Friday 15 June 2012

Camp NaNoWriMo Day 15: rest and relaxation?



I have no idea what to say at the end of Day 15. I only wrote about 500 words and while that still puts me a little way ahead of par, it also makes four days in a row when I haven't met the daily goal. Things are not going well and I'm struggling to find reasons to post something other than Doom and Gloom. You may have noticed that by the talk of kittens and stretching lately.


I could really use some helpful chatter about now, but not surprisingly everyone around the WriMo-ing world loses their enthusiasm at the same time and so chatter of any description at all is rather thin on the ground. Thus, Siana Blackwood's feet stray ever closer to the precipice and the catastrophic descent into Doom and Gloom is about to begin...

Maybe I'm already there, though. Maybe I've been at the bottom of the chasm for a while now and I'm walking along in the darkness hoping so see a ray of light in the distance so I can head towards it. All this "hanging onto the crazy" and stuff like that... Nothing but self-delusion?
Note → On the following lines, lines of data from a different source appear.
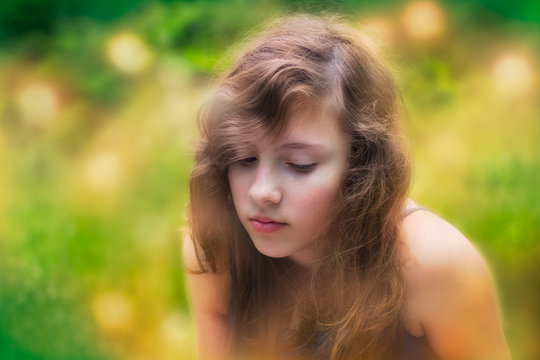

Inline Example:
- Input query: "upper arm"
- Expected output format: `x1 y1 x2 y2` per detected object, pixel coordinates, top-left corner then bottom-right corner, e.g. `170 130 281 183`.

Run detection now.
183 232 230 359
405 212 510 360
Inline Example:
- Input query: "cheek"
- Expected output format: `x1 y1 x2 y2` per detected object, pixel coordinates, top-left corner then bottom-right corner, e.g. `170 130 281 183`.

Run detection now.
228 170 250 211
291 176 339 225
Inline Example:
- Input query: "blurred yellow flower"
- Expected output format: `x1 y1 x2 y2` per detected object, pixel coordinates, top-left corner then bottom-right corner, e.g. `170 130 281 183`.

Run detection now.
161 313 192 351
402 0 445 41
92 291 134 335
492 53 536 98
15 82 60 126
106 32 153 74
82 151 123 193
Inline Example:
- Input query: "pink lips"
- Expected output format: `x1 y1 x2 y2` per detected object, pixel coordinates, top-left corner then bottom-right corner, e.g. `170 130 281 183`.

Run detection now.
249 216 287 234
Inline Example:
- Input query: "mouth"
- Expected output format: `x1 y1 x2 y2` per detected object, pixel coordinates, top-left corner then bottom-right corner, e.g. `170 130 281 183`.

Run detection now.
249 216 287 234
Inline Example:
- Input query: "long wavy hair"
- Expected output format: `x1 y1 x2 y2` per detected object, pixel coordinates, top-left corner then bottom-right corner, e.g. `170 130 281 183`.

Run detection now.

The thing is, though, I knew this story was going to be hard. I knew it was going to invalidate what I thought I knew about an entire trilogy. It's performing its intended function of giving me the tools to write the trilogy the way it should be written and whether this fourth book ever sees the light of day doesn't even matter. Writing Doom is difficult, but both necessary and rewarding. The problem isn't with the story, even though it's tempting to blame it.

The problem is that I've been pretty good about telling my fellow writers to take breaks and look after their bodies, but not so good at it myself. I should have taken at least November and December last year to recover after spending August, September and October hand-milking a herd of close to fifty goats. That's a whole story in itself and I'll probably tell it one day, but right now the point is that I didn't take the break my hands and arms needed when it was over. Hand-milking fifty goats is... I don't know how to compare it to anything. Imagine writing about 15,000 words a day every day for three months at a badly designed desk where you have to twist sideways to reach the keyboard. Oh, and take up some kind of sport that involves repeated bruising blows to the hands and a near-dislocation of your shoulder every couple of days.
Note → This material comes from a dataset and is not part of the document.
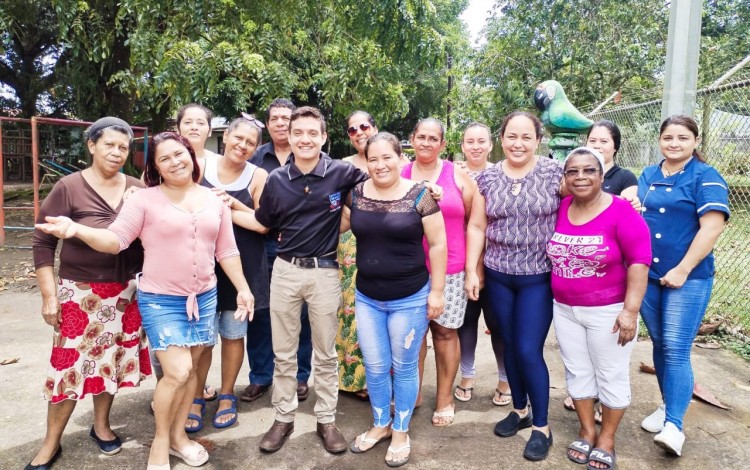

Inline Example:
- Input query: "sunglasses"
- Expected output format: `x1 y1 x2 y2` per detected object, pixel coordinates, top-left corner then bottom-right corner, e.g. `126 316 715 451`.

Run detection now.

I don't know if I'm exaggerating or not. That three months doesn't quite feel real in my memory, but I still feel the effects of it now. I have one goat I still have to hand-milk and she's all I can manage. I can write 2-3k on a good day, but the good days are getting less rather than more frequent.
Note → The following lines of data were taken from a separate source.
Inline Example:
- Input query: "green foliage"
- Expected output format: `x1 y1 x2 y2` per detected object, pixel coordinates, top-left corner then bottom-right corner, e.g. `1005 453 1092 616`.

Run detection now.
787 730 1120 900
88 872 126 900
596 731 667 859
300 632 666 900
Thus we arrive at the point of this post. I'm coming to realise that while I often give out the advice to take a break, I still haven't taken one myself. Maybe it's time I did.

1 comment:

  1. Oh dear! =P I really hope you feel better soon! I hope there is no permanent damage? O_O

    Maybe you should just sit this Camp out, or invest in some good speech to text software. With the latter, after a while, you can talk out your story text as fast as you used to type. It's not the same, and sometimes you want to tear your hair out, but at least then you won't have to give up writing the story.